Submitting failing kernels without host code ?

Question for the Apple staff : taking into account the defects of the Metal compiler on the AMD GPUs, can we submit you directly some compute kernels (that don't work but should work on AMD and work on Nvidia) without the host code via the bug report site ?


Cause it is really difficult for us to isolate these kernels and the host code from our main project. If it's useful for you, and could help to improve the compiler, this is also simpler for us, and will allow us to sent you more data.

Accepted Reply

Yes. When in doubt, always file a Radar.

Replies

Yes. When in doubt, always file a Radar.

One other option is to use Xcode to take a frame capture from a system that does work, and send that our way.

GPU frame capture and Metal instrument are not available for OSX or did I miss something ?

GPU frame capture of Metal apps is fully supported for OSX.


Cheers,

Seth.

We are talking about Metal pure compute apps, here. There is no frame...

Moreover, the "Capture GPU frame" item of the debug menu remains grey.


Do you maintain that we can use the capture tool with a pure compute apps ?

And about Metal instrument ?


----- EDIT ----


OK... Found it 🙂... If your application is a pure player with no drawable, use insertDebugCaptureBoundary for injecting artificial frame boundaries.

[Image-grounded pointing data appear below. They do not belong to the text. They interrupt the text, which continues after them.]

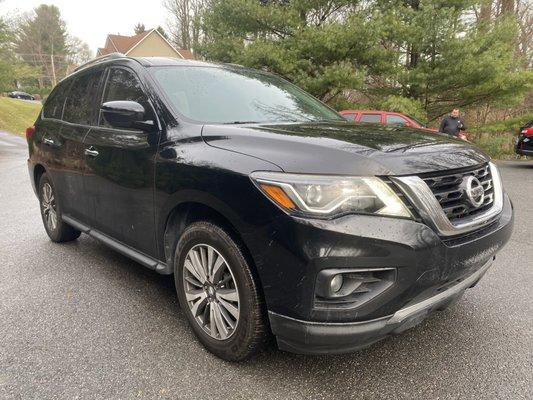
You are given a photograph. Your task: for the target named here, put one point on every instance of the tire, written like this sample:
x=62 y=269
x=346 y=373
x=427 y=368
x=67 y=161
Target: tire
x=57 y=230
x=223 y=284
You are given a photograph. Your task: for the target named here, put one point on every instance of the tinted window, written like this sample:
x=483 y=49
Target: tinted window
x=349 y=116
x=396 y=120
x=233 y=94
x=53 y=108
x=79 y=105
x=122 y=84
x=374 y=118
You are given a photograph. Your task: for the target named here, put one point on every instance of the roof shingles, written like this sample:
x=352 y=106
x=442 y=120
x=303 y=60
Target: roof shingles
x=123 y=44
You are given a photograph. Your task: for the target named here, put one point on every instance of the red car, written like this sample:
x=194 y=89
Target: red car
x=384 y=117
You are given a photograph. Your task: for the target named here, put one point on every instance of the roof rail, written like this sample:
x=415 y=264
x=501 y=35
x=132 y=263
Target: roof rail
x=97 y=60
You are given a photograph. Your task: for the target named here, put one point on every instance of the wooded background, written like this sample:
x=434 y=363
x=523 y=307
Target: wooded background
x=420 y=57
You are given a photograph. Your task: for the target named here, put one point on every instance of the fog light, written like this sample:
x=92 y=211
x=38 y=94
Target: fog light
x=336 y=283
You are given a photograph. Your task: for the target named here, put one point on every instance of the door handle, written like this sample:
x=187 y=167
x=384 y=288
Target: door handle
x=91 y=151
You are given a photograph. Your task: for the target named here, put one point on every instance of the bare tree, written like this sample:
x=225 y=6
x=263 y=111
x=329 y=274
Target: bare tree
x=139 y=28
x=184 y=24
x=524 y=13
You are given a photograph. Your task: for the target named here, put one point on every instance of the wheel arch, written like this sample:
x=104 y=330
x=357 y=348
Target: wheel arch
x=184 y=214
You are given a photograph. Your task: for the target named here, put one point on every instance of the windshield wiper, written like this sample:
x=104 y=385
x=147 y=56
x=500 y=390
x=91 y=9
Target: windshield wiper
x=240 y=122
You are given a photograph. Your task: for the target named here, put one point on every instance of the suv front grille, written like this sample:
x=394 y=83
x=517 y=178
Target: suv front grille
x=450 y=193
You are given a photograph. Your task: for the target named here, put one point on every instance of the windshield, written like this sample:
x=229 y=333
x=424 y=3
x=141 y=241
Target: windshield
x=237 y=95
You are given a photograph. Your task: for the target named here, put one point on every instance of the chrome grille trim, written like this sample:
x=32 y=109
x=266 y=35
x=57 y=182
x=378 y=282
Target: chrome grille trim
x=450 y=193
x=423 y=199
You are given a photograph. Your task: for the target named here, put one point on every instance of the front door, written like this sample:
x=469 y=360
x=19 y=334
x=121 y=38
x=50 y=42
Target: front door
x=120 y=169
x=65 y=141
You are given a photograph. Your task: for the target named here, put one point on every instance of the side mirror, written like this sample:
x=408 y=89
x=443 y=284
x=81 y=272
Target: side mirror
x=126 y=114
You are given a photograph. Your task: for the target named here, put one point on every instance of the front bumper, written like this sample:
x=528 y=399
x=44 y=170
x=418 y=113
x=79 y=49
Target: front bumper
x=290 y=254
x=306 y=337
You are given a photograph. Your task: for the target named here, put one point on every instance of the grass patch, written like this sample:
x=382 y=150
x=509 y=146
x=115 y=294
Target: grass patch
x=16 y=115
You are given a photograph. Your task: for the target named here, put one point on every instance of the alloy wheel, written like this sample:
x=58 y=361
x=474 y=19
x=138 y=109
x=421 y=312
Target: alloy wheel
x=211 y=291
x=49 y=206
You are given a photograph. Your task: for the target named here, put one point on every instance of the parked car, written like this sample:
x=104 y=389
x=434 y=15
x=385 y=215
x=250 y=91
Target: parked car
x=274 y=214
x=20 y=95
x=384 y=117
x=524 y=144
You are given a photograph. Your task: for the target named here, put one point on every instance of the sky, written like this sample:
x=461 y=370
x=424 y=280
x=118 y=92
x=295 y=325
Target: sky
x=93 y=20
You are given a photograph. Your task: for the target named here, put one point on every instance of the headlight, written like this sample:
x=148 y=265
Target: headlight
x=327 y=196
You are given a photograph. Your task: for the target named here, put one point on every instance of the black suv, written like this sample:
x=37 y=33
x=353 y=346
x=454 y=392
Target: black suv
x=275 y=215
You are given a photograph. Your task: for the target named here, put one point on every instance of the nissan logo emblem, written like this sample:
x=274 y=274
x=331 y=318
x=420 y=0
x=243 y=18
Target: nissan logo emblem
x=474 y=191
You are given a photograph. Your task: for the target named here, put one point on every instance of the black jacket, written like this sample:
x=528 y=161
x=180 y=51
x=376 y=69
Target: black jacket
x=452 y=125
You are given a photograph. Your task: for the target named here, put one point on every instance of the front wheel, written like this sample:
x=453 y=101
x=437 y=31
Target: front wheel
x=218 y=292
x=57 y=230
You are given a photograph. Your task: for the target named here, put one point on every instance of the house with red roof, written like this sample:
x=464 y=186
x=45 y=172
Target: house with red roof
x=149 y=43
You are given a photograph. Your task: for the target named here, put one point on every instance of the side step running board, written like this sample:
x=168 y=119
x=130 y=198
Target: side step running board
x=128 y=251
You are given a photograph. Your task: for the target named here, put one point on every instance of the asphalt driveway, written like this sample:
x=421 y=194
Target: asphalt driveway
x=79 y=320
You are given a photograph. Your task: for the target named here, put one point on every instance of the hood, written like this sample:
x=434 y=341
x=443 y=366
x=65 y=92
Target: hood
x=345 y=147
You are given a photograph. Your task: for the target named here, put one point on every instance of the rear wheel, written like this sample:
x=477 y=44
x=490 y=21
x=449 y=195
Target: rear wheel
x=57 y=230
x=218 y=292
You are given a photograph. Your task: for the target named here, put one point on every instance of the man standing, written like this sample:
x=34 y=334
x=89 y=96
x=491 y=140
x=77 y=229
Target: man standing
x=453 y=124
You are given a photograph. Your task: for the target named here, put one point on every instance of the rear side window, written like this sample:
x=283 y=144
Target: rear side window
x=374 y=118
x=79 y=105
x=53 y=108
x=122 y=84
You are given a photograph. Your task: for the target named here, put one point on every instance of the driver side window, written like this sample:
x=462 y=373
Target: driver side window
x=122 y=84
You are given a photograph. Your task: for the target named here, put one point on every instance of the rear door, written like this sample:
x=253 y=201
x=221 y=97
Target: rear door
x=120 y=168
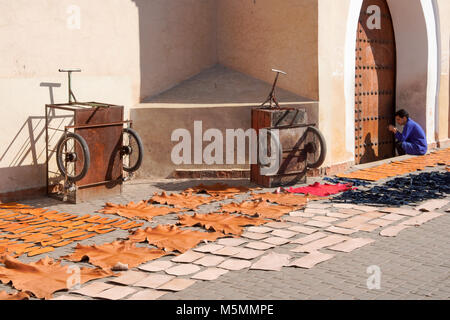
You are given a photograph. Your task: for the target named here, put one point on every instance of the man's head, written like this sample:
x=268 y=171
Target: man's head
x=401 y=117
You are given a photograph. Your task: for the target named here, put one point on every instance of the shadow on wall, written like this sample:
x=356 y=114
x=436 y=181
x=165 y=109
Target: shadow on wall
x=177 y=40
x=222 y=86
x=22 y=162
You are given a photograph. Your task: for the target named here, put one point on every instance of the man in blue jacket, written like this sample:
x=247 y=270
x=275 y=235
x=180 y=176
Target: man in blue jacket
x=412 y=139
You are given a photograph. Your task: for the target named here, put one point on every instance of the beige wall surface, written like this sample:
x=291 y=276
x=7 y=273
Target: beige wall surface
x=256 y=36
x=37 y=38
x=127 y=49
x=178 y=40
x=219 y=97
x=444 y=89
x=332 y=99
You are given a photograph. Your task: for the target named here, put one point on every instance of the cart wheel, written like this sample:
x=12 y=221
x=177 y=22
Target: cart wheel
x=315 y=147
x=72 y=153
x=132 y=150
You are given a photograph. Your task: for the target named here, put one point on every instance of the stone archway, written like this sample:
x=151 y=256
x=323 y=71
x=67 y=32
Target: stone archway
x=414 y=25
x=375 y=67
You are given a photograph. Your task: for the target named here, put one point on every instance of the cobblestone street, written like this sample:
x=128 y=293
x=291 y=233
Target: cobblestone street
x=413 y=265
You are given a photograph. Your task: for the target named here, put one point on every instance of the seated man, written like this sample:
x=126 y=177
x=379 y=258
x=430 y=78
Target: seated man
x=412 y=139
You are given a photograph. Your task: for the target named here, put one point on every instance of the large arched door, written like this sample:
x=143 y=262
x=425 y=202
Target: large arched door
x=374 y=83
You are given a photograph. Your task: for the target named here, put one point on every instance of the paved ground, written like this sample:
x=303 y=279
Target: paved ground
x=414 y=265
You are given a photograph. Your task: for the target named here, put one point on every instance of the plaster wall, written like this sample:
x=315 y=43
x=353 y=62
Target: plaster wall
x=255 y=36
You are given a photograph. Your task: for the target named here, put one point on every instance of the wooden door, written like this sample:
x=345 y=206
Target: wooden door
x=375 y=77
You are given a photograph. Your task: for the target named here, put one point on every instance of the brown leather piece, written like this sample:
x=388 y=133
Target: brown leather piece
x=183 y=200
x=14 y=296
x=108 y=255
x=218 y=189
x=225 y=222
x=140 y=210
x=170 y=237
x=259 y=208
x=287 y=199
x=13 y=205
x=44 y=277
x=40 y=251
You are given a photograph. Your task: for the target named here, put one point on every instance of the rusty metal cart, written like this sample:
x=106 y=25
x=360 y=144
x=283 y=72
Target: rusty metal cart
x=301 y=146
x=94 y=153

This leads me to the next question :


We had to disable the "produce debugging information" of the "Metal Compiler - Build options" of our project, due to this error:


MetalLink MY_APP/Contents/Resources/default.metallib
    cd "MY_APP_PATH"
    /Applications/Xcode-beta.app/Contents/Developer/Platforms/MacOSX.platform/usr/bin/metallib -o MY_APP/Contents/Resources/default.metallib /Users/.../Build/Intermediates/MY_APP.build/Debug/MY_APP.build/Metal/default.metal-ar
Command /Applications/Xcode-beta.app/Contents/Developer/Platforms/MacOSX.platform/usr/bin/metallib failed with exit code 11


Any clue ?

Usually, metallib will generate an error message if something is wrong but it seems to retun 11. Please file a radar with the default.metal-ar or the shader and we can investigate why it is failing.

Thanks wmp...

As it is difficult to say which of the shaders of our project is the source of this error, could we just enclose the default.metal-ar of our entire app with the radar ?

I am also seeing the same errror. "metallib failed with exit code 11"

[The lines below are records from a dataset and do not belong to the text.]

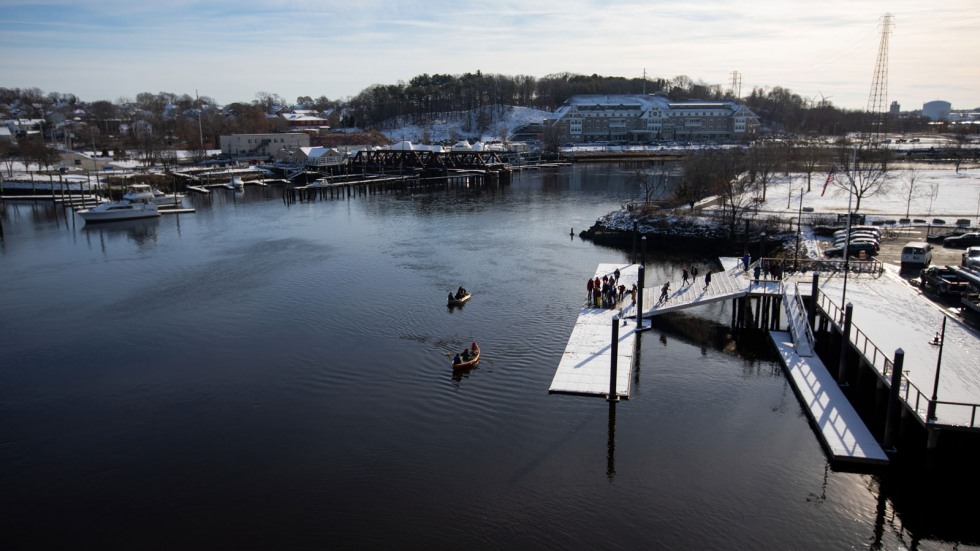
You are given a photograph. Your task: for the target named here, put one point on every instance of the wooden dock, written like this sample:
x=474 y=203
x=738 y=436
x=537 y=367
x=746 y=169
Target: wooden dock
x=584 y=368
x=841 y=431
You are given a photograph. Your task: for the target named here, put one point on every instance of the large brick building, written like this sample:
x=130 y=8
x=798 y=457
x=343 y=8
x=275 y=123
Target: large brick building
x=648 y=118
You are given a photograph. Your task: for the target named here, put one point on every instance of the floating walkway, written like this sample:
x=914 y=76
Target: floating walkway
x=585 y=365
x=842 y=432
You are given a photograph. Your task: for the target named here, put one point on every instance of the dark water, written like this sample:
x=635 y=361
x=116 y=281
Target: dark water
x=257 y=375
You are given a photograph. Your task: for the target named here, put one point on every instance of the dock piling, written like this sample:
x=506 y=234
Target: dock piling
x=639 y=296
x=892 y=417
x=845 y=342
x=614 y=349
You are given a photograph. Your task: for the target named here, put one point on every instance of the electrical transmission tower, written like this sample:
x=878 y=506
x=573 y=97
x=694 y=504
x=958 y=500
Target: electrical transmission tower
x=878 y=99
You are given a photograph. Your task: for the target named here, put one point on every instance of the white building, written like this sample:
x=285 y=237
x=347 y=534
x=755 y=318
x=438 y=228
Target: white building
x=645 y=118
x=936 y=110
x=261 y=146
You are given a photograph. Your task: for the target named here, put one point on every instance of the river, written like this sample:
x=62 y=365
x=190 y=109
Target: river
x=260 y=374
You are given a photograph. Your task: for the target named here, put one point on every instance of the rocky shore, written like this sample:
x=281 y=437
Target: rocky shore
x=669 y=232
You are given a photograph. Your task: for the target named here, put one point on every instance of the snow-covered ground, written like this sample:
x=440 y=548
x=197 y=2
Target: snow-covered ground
x=938 y=191
x=452 y=127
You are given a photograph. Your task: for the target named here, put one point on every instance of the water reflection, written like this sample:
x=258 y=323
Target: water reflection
x=142 y=231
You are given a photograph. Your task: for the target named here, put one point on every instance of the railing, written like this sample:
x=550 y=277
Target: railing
x=882 y=363
x=798 y=326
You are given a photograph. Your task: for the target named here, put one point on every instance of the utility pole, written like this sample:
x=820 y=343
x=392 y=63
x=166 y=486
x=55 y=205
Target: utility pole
x=736 y=84
x=878 y=98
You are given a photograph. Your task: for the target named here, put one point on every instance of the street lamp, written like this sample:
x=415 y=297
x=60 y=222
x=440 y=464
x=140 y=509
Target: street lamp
x=799 y=230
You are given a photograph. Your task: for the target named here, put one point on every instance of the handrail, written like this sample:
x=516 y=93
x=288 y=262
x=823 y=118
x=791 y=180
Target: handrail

This is large metal shader which does fancy ray-tracing. - but it does work under iOS. It's failing on the Mac.


This makes it pretty much impossible to solve the issue, because I can't reason about why it is failing.

If a particular function is called, the linker fails. If it stubbed out, it works. But beyond that, I am stuck.


I submitted a Radar (22700700) last week.


Just re-tried this in Xcode7.1 beta 2. No change.

Just tried Xcode 7.1 Beta 3


Still seeing...


Command /Applications/Xcode-beta.app/Contents/Developer/Platforms/MacOSX.platform/usr/bin/metallib failed with exit code 11


When building on the Mac.

Meticulous line-by-line commenting out, gets me down to the most innocuous line.


Are there any workarounds for this EXIT CODE 11 issue? My project has had to be shelved until this is resolved.



float2 castRay(float3 ro, float3 rd )
{
    float2 res = float2( 0.1 , 0.1);
    float mat = -1.00;
    float tmin = 1.0;
    float tmax = 20.0;
   
   
    float precis = 0.002;
    float t = tmin;
    for( int i = 0 ; i < 50 ; i++ )
    {
        res = float2(0.1,0.1);
        if ( res.x < precis || t > tmax ) break;       
        mat = res.y;      <-- If this line is commented out the shader links.
        t += res.x;
    }
    
   
    if ( t > tmax ) mat = -1.0;
    return float2( t, mat );
}

Please remember that there 3 GPU families on Mac OS X each with their own unique driver bugs.


Your kernels might work on one device and fail on others. I have seen kernels that crah on 2011 AMD but work fine on 2013 and later AMD GPUs.

2011 AMD GPUs cant handle much thread divergence I have found.


Recommendation:

1) Replace the float2 res variable with say float resx & resy. (Intermixing scalar and vector operations might trigger a compiler bug - a hunch)

2) Your for loop with the break statement is going to cause extreme thread divergence.

Remember that in a thread block typically 16 hardware threads will execute this kernel in lock step fashion.

Rewrite this loop to remove the break like so:


if ( res.x >= precis && t >= tmax ) {

mat = res.y;

t += res.x;

}


Now no more thread divergence. I believe the break statement was the source of your problem.


Also the check for res.x < precis will ALWAYS be false -- look at your code - both are constant values

Looks like the res.x variable can be discarded - just use the constant value in your code.